We used structured components such as the “to” and “from” fields as values for some of our BI “dimensions” (categories to group data by – similar to range indexes and facets in MarkLogic). In addition, we used entity extraction on the message body to pull out more terms that we might also want to use as dimensions. While MarkLogic is an enterprise NoSQL database, we can create a “view” in MarkLogic that looks like a table to a BI tool like Tableau. Through our ODBC driver, we can convert Tableau’s SQL queries to queries MarkLogic can understand. And, with MarkLogic 7, we can go even further. Tableau allows for users to type in custom SQL. MarkLogic has enhanced the SQL MATCH operator to support our complex enterprise search features such as Boolean operators, word proximity and fielded search. This is in addition to the support for full text search on the entire documents with stemming, tokenization, and all that good stuff (NOT just a grep on a relational database column)! To demonstrate our use case, we created a sample Tableau dashboard using a subset of MarkMail data.
(A note about MarkLogic’s ODBC connection. In order to provide this demo to Tableau Public, we have extracted the data from MarkLogic into a TDE file -- but you could easily run live data from MarkLogic into Tableau for real-time analysis on your own server.)
If you want to know more about the details on how all of this came together you can refer to the “Analytics, NoSQL, and Visualization” webinar that MarkLogic and Tableau presented through Data Science Central.
What Exactly Am I Looking At?
What you see on the Tableau Public site is a Tableau dashboard loaded with MarkMail. We’ve supplied some charts and graphs for you to play with, and we’ve built a dashboard with some of them. We’ve included a search bar using a Tableau parameter that uses a new Tableau 8 feature that supports parameters in custom SQL. That parameter is just the right hand side of a SQL MATCH query, and it can be anything you’d expect from a powerful search engine like MarkLogic: Booleans, proximity search, fielded search and so on. The entire email is searched, not just a column like you’d get with a relational database! Then, because Tableau Server and MarkLogic are http servers, you can easily embed one application or widget into another. You could have a Tableau inside a MarkLogic application, or, like in the Tableau Public case, a MarkLogic application inside Tableau. That way, you can drill right into your textual results. Try it! Click on an email snippet and a new window pops up showing the entire document (in this case an email).

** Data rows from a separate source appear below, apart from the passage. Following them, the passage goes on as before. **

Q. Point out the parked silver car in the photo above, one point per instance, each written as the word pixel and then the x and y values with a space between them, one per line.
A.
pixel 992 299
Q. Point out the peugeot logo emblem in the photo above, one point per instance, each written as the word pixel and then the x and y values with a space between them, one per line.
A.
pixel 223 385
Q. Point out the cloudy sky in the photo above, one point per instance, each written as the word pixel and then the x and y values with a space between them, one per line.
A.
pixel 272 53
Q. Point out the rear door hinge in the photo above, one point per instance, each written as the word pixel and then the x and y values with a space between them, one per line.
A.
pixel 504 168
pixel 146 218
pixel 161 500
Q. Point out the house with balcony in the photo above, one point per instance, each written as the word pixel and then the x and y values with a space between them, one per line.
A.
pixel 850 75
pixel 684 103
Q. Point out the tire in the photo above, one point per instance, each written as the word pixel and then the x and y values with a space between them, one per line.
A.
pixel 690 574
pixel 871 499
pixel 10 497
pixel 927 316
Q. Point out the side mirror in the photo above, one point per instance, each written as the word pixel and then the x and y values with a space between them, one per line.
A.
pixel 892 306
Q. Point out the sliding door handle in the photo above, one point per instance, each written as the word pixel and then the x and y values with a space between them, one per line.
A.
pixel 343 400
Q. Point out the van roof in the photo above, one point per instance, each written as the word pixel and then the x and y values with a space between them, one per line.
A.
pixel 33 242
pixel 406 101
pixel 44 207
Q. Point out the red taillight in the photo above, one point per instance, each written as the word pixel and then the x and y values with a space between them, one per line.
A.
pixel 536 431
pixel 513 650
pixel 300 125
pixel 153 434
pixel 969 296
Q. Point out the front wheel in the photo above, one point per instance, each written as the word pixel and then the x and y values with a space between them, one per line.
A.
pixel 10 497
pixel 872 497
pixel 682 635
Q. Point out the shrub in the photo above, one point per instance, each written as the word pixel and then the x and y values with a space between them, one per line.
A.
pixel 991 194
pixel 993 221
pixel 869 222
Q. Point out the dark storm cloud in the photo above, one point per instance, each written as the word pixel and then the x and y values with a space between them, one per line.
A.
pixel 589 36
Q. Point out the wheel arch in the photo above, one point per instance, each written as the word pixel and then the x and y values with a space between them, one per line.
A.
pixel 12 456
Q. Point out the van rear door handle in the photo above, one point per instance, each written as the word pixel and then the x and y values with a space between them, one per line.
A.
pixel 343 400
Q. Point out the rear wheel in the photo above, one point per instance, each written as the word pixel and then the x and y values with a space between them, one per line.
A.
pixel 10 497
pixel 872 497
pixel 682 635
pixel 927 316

But Wait, There’s More: Semantics Enriched Dashboards with SPARQL and RDF Triples
We’ve really just scratched the surface of what can be done, but if you type in “Hadoop” with a capital H (as SPARQL is case sensitive), you will see the right hand side of the dashboard fill with new data. This isn’t just any data. It’s not in a database per se, it’s coming from the Web. We’re using your search term to also search MarkLogic’s 7 triple store indexes to see “what else do we know?” -- like an infobox you see sometimes with Google searches. The Hadoop logo isn’t stored in our database, but facts about Hadoop (including a link to the image) are stored using our new RDF triple store. When you search, Tableau is converting your search to SQL and sending it to MarkLogic, and at the same time we are also sending the search term to MarkLogic through REST and converting the search to SPARQL. You could have an infobox on your dashboards, or customized pages for every user, and have results change in real-time based upon data that changed because someone on the other side of the world updated a wiki page. This is business intelligence with the power of the semantic web. Enhanced by billions or trillions of facts. Think about your dashboards in which the data shown has both data from your organization but is also enhanced by interconnected pages and facts from millions of other people – and how this might help your organization.